IWA is asking all waterway supporters to urgently:
– Write to MP drawing their attention to the fact that the waterways are being transferred over into the charitable sector, and that it is vital that the funding package is sufficient that it allows them to be maintained in a sustainable condition.
– Ask MP to contact the Waterways Minister Richard Benyon MP, directly, to register their concern, and to ensure that he knows that there needs to be more money put on the table.
IWA’s Key points:
– Government has initially offered to transfer the British Waterways (BW) property portfolio to CRT and to provide a 10 year funding contract indicated at cash £39 million per year. (so no index linking with the consequence of erosion in value over time by inflation). This is just not enough.
– BW has thoroughly updated its financial projections. It says that for its waterways to be reasonably maintained, with an acceptable level of risk, it has an annual funding deficit of £20 million. The CRT would inherit this annual deficit. The BW new projections do not appear to embrace the remedy of a repairs deficit which was already significant and has been growing in recent years [in 2007 reported to EFRA Select Committee as being an accumulated figure of £107million].
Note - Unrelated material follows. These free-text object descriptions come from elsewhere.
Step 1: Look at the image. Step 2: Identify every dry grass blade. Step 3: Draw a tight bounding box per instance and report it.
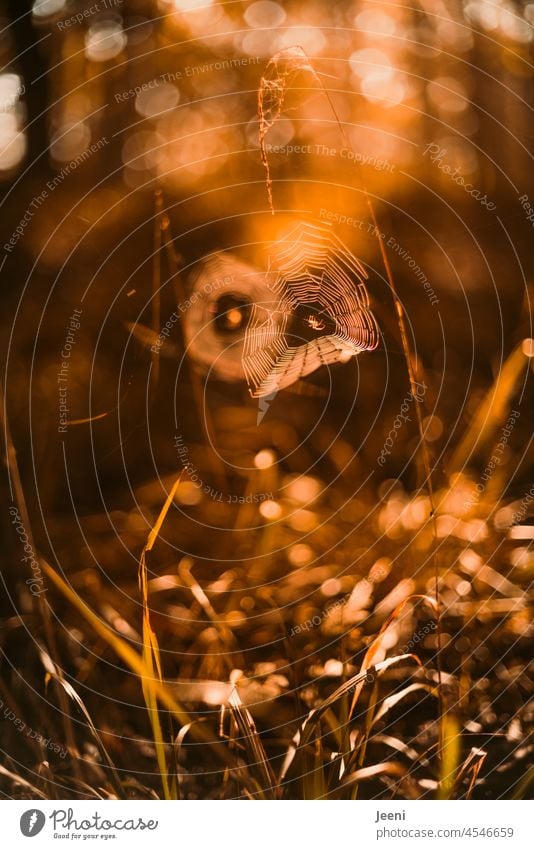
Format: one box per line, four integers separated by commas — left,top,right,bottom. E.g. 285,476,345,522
121,778,161,800
303,728,327,800
40,561,232,768
349,594,436,719
39,647,124,799
333,761,407,797
227,683,280,798
0,764,48,799
456,747,487,800
173,717,206,768
371,683,438,728
280,654,419,782
179,559,235,654
67,777,110,800
372,733,427,765
172,716,257,798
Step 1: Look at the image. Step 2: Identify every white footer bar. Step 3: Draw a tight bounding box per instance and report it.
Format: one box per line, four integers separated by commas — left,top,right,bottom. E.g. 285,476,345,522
3,799,530,848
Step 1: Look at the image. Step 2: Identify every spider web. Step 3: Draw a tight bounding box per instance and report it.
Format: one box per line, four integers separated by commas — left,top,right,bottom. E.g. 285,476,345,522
242,221,380,398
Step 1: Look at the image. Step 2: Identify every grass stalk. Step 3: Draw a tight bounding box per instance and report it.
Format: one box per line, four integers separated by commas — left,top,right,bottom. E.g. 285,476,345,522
0,380,80,779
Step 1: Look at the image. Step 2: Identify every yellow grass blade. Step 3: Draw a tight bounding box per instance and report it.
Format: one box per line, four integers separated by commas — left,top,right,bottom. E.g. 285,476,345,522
142,476,181,561
438,713,461,799
448,342,527,473
138,476,182,799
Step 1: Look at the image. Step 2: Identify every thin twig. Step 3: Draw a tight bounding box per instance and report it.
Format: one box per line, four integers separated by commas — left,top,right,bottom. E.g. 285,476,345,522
159,204,229,492
151,189,164,386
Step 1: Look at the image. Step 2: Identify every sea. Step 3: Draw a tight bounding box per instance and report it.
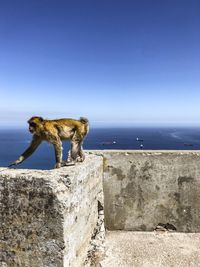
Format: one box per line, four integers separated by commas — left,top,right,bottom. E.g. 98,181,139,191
1,127,200,170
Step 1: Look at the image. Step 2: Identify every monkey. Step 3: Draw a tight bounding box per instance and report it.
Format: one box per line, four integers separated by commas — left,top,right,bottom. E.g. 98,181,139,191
9,116,89,169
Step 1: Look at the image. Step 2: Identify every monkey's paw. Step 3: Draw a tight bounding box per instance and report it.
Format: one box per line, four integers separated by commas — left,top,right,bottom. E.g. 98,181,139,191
8,156,24,167
8,162,17,168
54,163,62,169
76,156,85,162
61,161,76,167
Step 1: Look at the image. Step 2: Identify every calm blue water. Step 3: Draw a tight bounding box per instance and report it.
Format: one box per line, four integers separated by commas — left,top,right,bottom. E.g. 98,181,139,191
1,127,200,170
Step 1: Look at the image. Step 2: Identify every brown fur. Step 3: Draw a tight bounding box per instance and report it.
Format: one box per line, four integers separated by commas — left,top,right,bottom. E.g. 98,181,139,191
9,116,89,168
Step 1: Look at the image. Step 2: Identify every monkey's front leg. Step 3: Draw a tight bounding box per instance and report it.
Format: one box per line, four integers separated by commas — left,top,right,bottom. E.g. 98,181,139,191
53,140,63,168
8,136,42,167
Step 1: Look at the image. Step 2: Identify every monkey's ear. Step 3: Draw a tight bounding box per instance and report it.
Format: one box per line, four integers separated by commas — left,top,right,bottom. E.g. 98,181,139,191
38,117,44,122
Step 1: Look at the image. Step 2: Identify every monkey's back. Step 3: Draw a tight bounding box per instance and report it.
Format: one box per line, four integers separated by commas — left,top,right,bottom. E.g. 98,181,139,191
43,118,89,140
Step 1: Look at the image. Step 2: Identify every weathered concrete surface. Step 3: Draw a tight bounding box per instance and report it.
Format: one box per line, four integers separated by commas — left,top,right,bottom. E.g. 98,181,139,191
89,150,200,232
100,231,200,267
84,208,105,267
0,155,103,267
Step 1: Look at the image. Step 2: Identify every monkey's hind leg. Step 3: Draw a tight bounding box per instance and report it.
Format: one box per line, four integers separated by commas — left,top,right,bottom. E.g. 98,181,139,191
76,145,85,162
64,137,82,165
64,145,85,165
61,150,75,167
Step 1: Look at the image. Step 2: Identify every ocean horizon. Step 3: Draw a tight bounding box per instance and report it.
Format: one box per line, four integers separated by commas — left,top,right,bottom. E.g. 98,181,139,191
1,127,200,170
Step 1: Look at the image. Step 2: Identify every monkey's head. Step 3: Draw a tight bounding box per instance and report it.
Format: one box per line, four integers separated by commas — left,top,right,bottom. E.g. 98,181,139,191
28,116,44,135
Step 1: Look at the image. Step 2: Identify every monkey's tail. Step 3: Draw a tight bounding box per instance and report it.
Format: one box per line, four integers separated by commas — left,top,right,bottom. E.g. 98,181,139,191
79,117,89,124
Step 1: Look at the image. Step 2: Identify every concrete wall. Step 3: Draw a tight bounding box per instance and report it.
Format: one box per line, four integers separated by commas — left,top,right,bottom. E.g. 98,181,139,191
2,150,200,265
0,155,103,267
94,150,200,232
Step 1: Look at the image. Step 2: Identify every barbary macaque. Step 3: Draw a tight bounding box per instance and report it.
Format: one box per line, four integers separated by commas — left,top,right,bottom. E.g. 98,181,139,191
9,116,89,168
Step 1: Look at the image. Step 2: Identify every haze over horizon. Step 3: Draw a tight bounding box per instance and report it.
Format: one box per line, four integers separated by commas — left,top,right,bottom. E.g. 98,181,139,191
0,0,200,127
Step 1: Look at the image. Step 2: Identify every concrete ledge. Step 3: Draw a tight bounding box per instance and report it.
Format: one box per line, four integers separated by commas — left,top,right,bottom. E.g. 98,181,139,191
0,155,103,267
100,231,200,267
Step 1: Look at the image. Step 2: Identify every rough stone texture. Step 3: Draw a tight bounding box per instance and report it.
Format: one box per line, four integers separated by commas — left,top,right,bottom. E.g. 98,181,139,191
0,155,103,267
89,150,200,232
84,208,105,267
100,231,200,267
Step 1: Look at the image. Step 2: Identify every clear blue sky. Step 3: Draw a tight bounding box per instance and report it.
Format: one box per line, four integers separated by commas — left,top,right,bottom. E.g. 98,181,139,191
0,0,200,127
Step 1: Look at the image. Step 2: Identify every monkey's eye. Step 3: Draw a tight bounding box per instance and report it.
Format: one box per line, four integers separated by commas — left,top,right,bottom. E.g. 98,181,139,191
30,122,36,127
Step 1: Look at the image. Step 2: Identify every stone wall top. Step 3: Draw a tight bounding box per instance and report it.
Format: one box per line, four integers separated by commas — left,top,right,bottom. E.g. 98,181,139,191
0,155,103,267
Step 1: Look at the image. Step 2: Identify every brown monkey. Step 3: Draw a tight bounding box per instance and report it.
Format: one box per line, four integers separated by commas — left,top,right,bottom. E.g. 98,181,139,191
9,116,89,168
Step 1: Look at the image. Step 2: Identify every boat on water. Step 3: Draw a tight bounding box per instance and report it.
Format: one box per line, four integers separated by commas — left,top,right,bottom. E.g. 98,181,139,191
136,137,144,142
101,141,117,145
184,143,193,147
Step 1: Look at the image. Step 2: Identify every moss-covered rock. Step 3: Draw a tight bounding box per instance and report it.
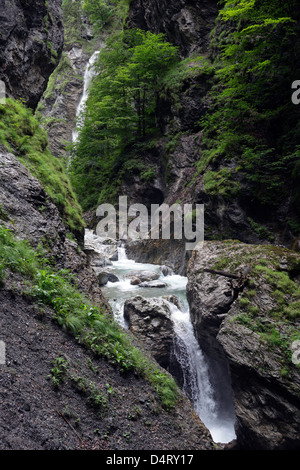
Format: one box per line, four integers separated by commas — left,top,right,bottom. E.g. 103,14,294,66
187,240,300,449
0,99,84,241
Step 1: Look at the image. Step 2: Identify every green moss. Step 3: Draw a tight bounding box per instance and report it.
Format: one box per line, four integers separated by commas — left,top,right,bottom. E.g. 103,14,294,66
234,264,300,369
212,241,300,374
0,203,10,222
248,218,275,242
203,168,241,198
0,99,84,238
161,55,214,100
0,224,178,410
37,52,74,104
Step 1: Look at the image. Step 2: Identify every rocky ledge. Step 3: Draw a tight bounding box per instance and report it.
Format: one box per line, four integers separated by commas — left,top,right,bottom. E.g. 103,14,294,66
187,240,300,449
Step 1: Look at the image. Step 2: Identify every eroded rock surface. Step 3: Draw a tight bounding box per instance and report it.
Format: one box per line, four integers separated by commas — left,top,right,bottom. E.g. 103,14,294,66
187,240,300,449
0,0,64,109
124,296,176,371
0,150,66,264
0,149,109,308
127,0,219,57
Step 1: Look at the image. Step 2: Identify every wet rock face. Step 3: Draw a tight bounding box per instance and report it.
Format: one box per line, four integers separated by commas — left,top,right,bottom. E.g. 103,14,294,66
187,240,300,449
127,0,219,57
0,149,110,309
124,296,177,372
0,0,64,109
125,238,190,276
0,150,66,264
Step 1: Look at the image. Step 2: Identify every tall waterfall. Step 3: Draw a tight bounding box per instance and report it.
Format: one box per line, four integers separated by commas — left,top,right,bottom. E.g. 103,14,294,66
85,230,237,444
72,47,103,143
166,300,236,444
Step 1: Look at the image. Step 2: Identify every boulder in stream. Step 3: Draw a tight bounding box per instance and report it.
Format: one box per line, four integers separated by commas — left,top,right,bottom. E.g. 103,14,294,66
161,265,174,276
97,272,108,286
138,280,167,288
126,270,160,282
124,296,177,372
130,277,142,285
97,271,120,286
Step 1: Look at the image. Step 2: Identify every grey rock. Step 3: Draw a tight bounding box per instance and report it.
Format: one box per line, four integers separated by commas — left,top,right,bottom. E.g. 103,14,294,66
106,272,119,283
161,265,173,276
0,150,66,264
124,296,175,370
0,150,110,312
187,240,300,450
138,281,167,288
130,277,141,285
127,0,219,57
126,270,160,282
0,0,64,109
97,272,108,287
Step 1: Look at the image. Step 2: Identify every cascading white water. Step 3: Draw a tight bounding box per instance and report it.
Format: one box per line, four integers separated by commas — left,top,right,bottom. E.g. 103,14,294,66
117,244,128,261
72,47,103,143
165,300,236,444
85,230,237,444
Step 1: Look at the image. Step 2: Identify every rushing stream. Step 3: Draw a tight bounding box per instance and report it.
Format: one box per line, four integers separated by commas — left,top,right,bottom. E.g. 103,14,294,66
85,230,237,444
75,51,236,445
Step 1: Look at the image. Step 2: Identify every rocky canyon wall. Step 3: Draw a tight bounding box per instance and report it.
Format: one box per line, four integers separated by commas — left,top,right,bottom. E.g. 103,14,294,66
187,241,300,449
0,0,64,109
126,0,219,57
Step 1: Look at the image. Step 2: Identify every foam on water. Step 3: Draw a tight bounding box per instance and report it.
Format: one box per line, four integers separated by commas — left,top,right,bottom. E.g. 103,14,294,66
86,231,236,444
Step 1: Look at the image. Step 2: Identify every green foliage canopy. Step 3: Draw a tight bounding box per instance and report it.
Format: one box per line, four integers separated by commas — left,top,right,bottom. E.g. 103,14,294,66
70,29,179,210
200,0,300,207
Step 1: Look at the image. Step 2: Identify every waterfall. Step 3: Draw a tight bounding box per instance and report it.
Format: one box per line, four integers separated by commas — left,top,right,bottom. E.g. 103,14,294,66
72,47,103,143
117,244,128,261
86,231,237,444
166,300,236,444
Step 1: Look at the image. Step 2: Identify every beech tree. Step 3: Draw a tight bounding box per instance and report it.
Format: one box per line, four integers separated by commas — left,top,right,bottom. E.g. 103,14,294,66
70,29,179,209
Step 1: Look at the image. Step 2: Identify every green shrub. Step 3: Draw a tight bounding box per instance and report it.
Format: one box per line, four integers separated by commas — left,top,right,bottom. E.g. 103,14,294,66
0,224,178,409
0,99,84,238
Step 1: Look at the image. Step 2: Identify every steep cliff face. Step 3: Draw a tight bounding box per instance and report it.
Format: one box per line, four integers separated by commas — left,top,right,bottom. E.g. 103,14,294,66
37,0,103,158
127,0,219,57
119,0,300,275
187,241,300,449
0,148,107,305
0,0,64,109
0,133,214,452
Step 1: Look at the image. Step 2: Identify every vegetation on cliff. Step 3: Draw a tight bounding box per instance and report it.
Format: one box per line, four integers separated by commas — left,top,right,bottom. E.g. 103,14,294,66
70,27,179,209
0,99,84,239
0,223,178,409
200,0,300,213
207,241,300,375
68,0,300,243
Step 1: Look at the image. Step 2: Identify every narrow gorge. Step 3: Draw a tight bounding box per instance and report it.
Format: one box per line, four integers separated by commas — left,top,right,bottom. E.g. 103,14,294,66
0,0,299,454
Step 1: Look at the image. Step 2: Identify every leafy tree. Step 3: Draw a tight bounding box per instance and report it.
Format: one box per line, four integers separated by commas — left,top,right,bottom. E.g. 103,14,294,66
70,29,179,210
82,0,114,31
200,0,300,207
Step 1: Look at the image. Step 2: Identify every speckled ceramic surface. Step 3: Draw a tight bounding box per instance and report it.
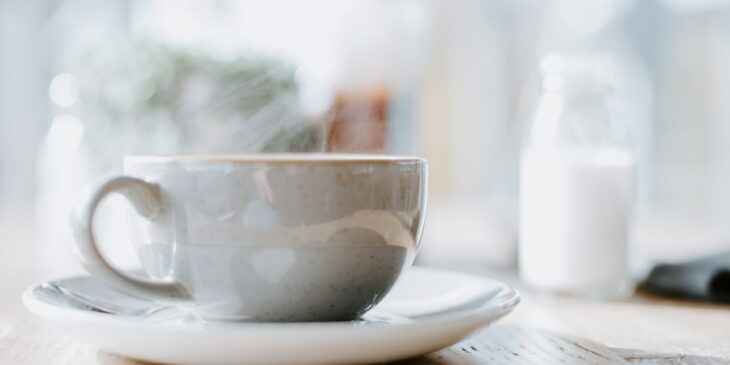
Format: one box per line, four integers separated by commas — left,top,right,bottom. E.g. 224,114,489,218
72,154,427,321
24,266,520,365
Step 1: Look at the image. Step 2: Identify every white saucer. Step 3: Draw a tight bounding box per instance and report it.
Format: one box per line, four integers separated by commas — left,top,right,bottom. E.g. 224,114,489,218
24,266,519,365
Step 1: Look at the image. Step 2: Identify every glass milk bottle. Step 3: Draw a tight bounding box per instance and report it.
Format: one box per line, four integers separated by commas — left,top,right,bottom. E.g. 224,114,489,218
519,54,635,298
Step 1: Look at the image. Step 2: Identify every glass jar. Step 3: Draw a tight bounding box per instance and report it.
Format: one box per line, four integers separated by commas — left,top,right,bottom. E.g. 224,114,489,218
519,53,636,298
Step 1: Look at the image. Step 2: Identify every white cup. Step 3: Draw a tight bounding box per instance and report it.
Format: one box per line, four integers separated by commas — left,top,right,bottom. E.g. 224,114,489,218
72,154,427,321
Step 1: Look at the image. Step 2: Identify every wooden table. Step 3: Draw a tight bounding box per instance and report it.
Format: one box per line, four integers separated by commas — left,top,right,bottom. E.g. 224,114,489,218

– British Waterways also has a pension deficit of £65 million. Nearly three quarters of which is in respect of previous employees. Ought this huge state incurred liability be transferred over to the new charity?
– The revised annual deficit does not take account of a large dredging backlog incurred as a result of chronic underfunding, that requires £8-12 million per year to stabilise, and ensure drainage, navigation and environmental requirements are properly supported.